Im Umkehrschluss bedeutete das allerdings auch, dass die Schnemassen schmolzen und die Gefahr auszurutschen dramatisch anstieg. Glücklicherweise konnte ich mich vor diesem Schicksal retten (wenn zum Teil auch nur äußerst knapp), aber meinen Sack durch die schmelzende Brühe zum Flughafen, respektive Bahnhof, zu zerren war alles andere als ein Vergnügen.

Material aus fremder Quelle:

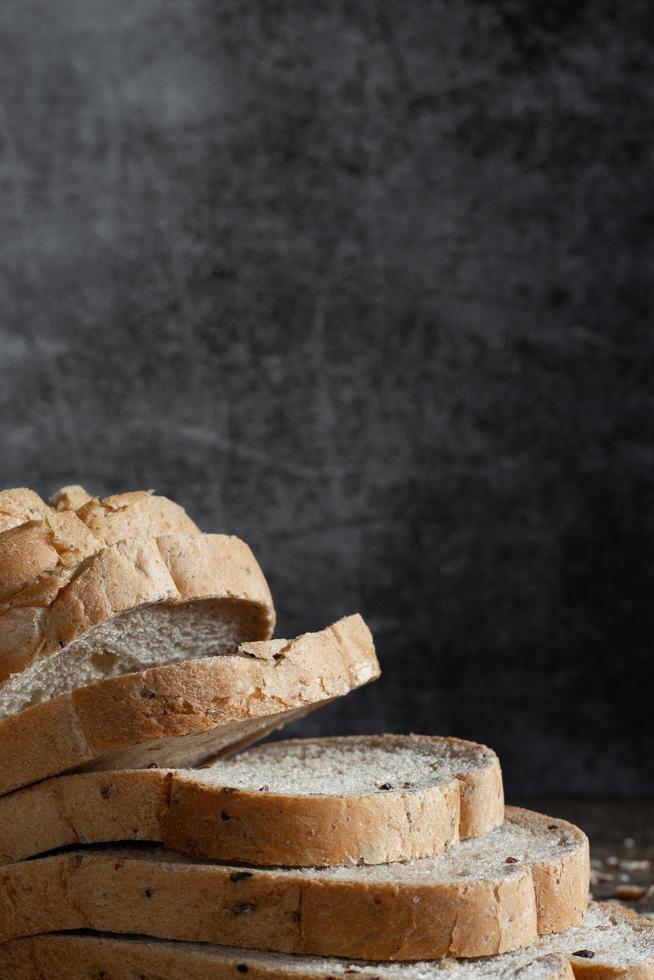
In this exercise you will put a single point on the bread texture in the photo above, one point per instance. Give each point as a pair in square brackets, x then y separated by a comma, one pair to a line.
[308, 802]
[487, 896]
[69, 498]
[616, 944]
[136, 604]
[18, 506]
[93, 955]
[39, 553]
[185, 713]
[136, 514]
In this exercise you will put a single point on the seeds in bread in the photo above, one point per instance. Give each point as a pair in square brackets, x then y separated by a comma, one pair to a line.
[470, 901]
[184, 714]
[309, 802]
[79, 957]
[621, 944]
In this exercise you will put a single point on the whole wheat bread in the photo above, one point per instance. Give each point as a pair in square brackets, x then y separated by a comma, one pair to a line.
[184, 714]
[102, 955]
[134, 605]
[309, 802]
[611, 943]
[488, 895]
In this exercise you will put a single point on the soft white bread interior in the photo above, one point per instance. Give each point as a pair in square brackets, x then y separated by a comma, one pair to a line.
[489, 895]
[611, 943]
[98, 955]
[183, 714]
[367, 799]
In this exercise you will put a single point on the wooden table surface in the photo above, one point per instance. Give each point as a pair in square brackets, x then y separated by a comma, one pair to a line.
[621, 837]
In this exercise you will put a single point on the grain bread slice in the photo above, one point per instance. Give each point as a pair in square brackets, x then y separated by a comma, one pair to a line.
[488, 895]
[77, 956]
[136, 604]
[308, 802]
[186, 713]
[611, 943]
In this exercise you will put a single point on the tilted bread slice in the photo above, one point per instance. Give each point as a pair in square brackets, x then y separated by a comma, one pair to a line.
[611, 943]
[183, 714]
[488, 895]
[309, 802]
[136, 604]
[82, 956]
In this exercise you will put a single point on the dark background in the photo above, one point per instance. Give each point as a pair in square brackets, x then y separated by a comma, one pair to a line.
[370, 285]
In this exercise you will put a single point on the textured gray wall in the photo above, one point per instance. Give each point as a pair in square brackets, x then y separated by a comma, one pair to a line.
[369, 284]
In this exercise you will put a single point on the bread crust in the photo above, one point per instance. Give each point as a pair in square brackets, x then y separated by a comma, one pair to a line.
[35, 548]
[262, 828]
[70, 497]
[20, 505]
[139, 513]
[122, 890]
[191, 700]
[84, 956]
[55, 539]
[174, 568]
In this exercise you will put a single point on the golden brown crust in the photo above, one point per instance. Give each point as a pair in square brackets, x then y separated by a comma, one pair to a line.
[184, 699]
[175, 568]
[179, 810]
[125, 891]
[36, 548]
[595, 969]
[20, 505]
[136, 514]
[71, 497]
[85, 956]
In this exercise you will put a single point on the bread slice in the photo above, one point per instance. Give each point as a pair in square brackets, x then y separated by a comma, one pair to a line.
[185, 713]
[137, 604]
[488, 895]
[77, 956]
[611, 943]
[310, 802]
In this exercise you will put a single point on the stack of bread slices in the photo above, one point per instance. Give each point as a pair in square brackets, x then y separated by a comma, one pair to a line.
[141, 836]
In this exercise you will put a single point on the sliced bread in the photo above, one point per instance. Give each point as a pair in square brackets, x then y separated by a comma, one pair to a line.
[183, 714]
[310, 802]
[77, 956]
[488, 895]
[611, 943]
[136, 604]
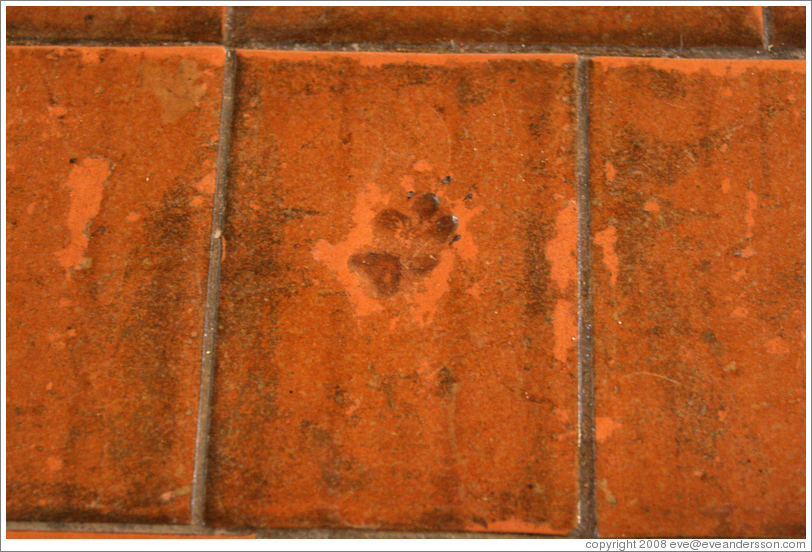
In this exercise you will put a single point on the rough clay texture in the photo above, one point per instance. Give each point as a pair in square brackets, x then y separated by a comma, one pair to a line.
[666, 26]
[110, 178]
[789, 26]
[398, 307]
[698, 226]
[115, 23]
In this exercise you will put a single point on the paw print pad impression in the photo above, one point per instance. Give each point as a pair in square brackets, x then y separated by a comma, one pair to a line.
[400, 253]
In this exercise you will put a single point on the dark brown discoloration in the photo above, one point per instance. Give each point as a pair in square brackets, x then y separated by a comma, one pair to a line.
[382, 269]
[698, 217]
[426, 205]
[461, 440]
[116, 24]
[104, 356]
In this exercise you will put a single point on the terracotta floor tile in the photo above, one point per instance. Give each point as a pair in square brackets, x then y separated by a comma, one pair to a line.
[789, 26]
[620, 26]
[109, 187]
[115, 23]
[698, 172]
[398, 323]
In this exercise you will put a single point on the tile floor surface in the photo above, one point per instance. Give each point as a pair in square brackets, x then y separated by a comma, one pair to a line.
[359, 272]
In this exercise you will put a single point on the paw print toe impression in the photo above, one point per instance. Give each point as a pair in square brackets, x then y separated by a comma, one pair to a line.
[405, 248]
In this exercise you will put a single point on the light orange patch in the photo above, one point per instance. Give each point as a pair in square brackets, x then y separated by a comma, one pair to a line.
[475, 291]
[56, 111]
[207, 183]
[53, 463]
[515, 525]
[740, 312]
[561, 250]
[85, 185]
[777, 346]
[604, 428]
[422, 166]
[565, 329]
[752, 204]
[610, 171]
[606, 240]
[335, 256]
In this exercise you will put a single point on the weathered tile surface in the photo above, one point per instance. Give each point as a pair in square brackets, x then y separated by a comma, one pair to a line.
[789, 26]
[109, 184]
[116, 23]
[698, 174]
[388, 357]
[470, 25]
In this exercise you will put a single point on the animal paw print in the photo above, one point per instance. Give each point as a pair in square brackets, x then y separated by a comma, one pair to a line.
[405, 248]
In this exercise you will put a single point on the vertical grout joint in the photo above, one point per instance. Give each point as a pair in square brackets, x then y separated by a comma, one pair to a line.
[587, 504]
[200, 477]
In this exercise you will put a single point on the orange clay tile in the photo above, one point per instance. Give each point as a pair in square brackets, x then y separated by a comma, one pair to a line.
[433, 25]
[110, 166]
[398, 305]
[115, 23]
[789, 26]
[698, 175]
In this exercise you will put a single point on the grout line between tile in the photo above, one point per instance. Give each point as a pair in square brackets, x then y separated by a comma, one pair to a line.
[767, 27]
[146, 528]
[765, 52]
[587, 506]
[68, 43]
[346, 533]
[756, 53]
[199, 479]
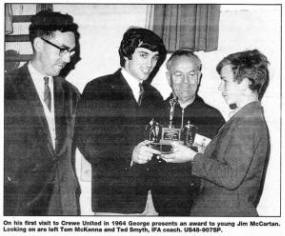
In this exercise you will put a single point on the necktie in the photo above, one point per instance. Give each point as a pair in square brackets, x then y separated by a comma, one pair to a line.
[47, 93]
[141, 94]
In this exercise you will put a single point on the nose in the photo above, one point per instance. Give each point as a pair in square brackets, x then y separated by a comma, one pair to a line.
[185, 80]
[220, 87]
[66, 57]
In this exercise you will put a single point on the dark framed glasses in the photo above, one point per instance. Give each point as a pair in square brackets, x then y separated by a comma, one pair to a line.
[63, 51]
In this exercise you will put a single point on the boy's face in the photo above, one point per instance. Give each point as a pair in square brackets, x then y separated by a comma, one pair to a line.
[142, 63]
[232, 91]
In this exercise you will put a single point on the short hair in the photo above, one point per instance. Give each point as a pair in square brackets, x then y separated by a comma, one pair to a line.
[187, 53]
[250, 64]
[46, 22]
[136, 37]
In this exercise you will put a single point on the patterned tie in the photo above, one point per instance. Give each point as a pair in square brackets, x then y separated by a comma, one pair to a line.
[47, 93]
[141, 94]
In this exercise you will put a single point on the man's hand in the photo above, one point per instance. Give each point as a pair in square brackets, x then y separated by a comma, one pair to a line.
[180, 154]
[143, 153]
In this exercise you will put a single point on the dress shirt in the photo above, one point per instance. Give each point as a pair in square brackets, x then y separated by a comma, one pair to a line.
[133, 82]
[38, 80]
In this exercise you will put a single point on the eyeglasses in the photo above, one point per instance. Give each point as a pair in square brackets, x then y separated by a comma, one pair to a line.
[62, 50]
[191, 77]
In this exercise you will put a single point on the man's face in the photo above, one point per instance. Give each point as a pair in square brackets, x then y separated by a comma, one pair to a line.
[231, 90]
[184, 78]
[142, 63]
[55, 52]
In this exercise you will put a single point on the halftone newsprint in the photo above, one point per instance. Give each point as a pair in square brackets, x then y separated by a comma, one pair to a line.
[100, 147]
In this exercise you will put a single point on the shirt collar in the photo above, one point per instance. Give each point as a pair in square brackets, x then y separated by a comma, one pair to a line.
[131, 80]
[36, 74]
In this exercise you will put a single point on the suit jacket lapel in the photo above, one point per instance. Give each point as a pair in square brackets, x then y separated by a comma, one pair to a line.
[59, 109]
[29, 93]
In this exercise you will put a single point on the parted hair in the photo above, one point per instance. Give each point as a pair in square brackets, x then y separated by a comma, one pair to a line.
[46, 22]
[250, 64]
[187, 53]
[136, 37]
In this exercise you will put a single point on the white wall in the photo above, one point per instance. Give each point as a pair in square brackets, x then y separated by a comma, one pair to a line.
[241, 27]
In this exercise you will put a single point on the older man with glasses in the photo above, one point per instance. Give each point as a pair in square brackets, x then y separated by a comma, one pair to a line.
[39, 119]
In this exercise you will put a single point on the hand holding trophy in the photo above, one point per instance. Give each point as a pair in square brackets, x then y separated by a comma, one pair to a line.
[162, 137]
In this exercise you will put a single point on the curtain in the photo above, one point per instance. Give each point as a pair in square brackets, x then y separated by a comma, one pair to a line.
[44, 6]
[192, 26]
[8, 19]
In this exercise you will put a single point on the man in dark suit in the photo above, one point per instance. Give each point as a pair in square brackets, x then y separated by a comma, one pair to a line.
[176, 188]
[39, 120]
[234, 164]
[111, 118]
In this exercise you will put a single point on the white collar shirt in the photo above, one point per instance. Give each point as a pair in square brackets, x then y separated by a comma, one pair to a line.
[38, 80]
[133, 82]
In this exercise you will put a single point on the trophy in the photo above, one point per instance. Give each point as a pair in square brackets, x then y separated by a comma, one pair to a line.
[162, 136]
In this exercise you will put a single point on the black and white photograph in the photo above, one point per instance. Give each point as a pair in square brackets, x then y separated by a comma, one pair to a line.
[142, 118]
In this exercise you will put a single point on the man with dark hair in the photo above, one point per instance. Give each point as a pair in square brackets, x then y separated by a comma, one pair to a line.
[176, 188]
[234, 164]
[39, 111]
[111, 118]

Der Flug mit der Billigairline "Peach" hatte dann auch gleich eine halbe Stunde Verspätung (es lebe Ryanair!), was eine actiongeladene Verfolgungsjagd mit meinem Anschlusszug (dem letzten Zug des Tages) zur Folge hatte. Im Zug machte ich die Bekanntschaft mit einer Amerikanerin, die keinerlei Pläne für ihre Transitnacht in Osaka gemacht hatte und der ich daraufhin half eine Unterkunft zu finden. Amerikatypisch plapperte sie quasi ununterbrochen, über ihren Job in Hokkaido, ihre Reisepläne, unbeliebte Kollegen, etc., aber das war mir ganz recht, da ich etwas Unterhaltung während meinem Abendessen ganz gut gebrauchen konnte.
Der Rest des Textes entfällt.